The second purported problem with Section 2 is its uncertain relationship to the VRA’s overarching ambition: “to hasten the waning of racism in American politics.” Section 2 in operation has powerfully encouraged the drawing of supermajority-minority electoral districts, a practice which, some fear, “may balkanize us into competing racial factions[,] . . . carry[ing] us further from the goal of a political system in which race no longer matters . . . .”
Finally, the critics say, it is doubtful whether Section 2 as an exercise of congressional enforcement authority under the Fourteenth and Fifteenth Amendments is a congruent and proportional response to constitutional violations. This objection follows from the others. If it’s not clear what harms Section 2 guards against, and if Section 2 in practice precipitates racial conflict, then Section 2 is probably not a reasonable congressional remedy for constitutional violations.
The account of Section 2 developed in my paper answers each prong of this critique.
Section 2 as I have glossed it is not opaque. Like the common law, it leaves much to the discretion of courts, but, fairly read, it also establishes substantive and evidentiary norms to guide the exercise of that discretion. Section 2’s substantive ambition is to remove or compensate for barriers to minority political participation that result from racially biased (prejudiced or stereotyped) decisionmaking by public officials or the majority-group electorate. As an evidentiary matter, plaintiffs should be required to show a “significant likelihood” of bias, but they need to prove it “more likely than not.” These norms, when harnessed to the partnership conception of judicial authority under Section 2, yield answers to the critics’ other complaints.

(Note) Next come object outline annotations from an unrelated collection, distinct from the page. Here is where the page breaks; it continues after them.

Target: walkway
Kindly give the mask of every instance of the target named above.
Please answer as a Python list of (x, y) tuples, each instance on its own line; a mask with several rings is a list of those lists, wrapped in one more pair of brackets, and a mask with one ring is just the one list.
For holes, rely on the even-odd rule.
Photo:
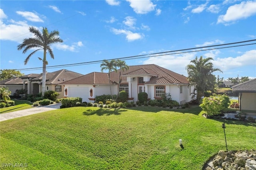
[(40, 106), (28, 109), (1, 114), (0, 114), (0, 122), (17, 117), (57, 109), (60, 109), (60, 107), (61, 105), (61, 103), (56, 103), (48, 106)]

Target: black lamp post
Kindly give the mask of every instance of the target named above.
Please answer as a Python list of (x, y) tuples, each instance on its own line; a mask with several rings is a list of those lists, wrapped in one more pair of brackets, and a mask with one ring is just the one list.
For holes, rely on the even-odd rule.
[(224, 129), (224, 135), (225, 135), (225, 141), (226, 142), (226, 148), (227, 149), (227, 152), (228, 152), (228, 146), (227, 145), (227, 140), (226, 139), (226, 133), (225, 132), (225, 128), (226, 128), (226, 126), (225, 123), (222, 123), (222, 128)]

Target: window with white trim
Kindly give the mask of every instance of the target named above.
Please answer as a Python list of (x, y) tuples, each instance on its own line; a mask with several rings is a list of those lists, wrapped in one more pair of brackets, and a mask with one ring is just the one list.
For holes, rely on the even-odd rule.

As for the Constitution, my account of Section 2 is unobjectionable because it requires plaintiffs to make, at a retail level, the same type of significant likelihood showing that the Boerne Court approved as the basis for wholesale congressional overrides of state law. Moreover, the common law understanding of Section 2 gives the courts some flexibility to limit the disruptive effect of the results test through state-interest balancing or by scaling back the statute’s reach in response to racial progress.
The common law conception of Section 2 also positions the courts to recognize and vindicate certain claims that Section 2’s framers did not specifically anticipate, such as depolarization claims. Depolarization litigation would prevent otherwise irremediable constitutional violations–to wit, election outcomes that are unconstitutional because of racially biased voting. As such, it would solidify the status of Section 2 as a reasonable exercise of congressional enforcement authority. The recognition of depolarization claims would also remove any lingering doubts about whether Section 2 advances the VRA’s ambition to “hasten the waning of racism in American politics.”
But much remains to be worked out. My paper says little about how depolarization litigation could be managed or what electoral arrangements would likely prove vulnerable. (Hint: in richer informational environments, voters rely less on racial cues and stereotypes.) My paper suggests that Section 2 precedents grounded on the constitutional avoidance canon are ripe for overruling, but it does not consider whether any of these precedents might be justified on other grounds. My paper notes some circuit splits that my account of Section 2 can help to resolve, but I only briefly sketch the resolutions. Finally, my paper says little about how my conception of Section 2 comports with the Supreme Court’s interpretations of the results test to date, except to note that the Court never followed the protocol understanding of Section 2, and that the Court’s decisions leave open the question of what harms Section 2 should be understood to guard against.
In closing, I’d like to thank Rick Hasen for inviting me to excerpt and summarize my paper as a series of blog posts. I welcome your questions and comments.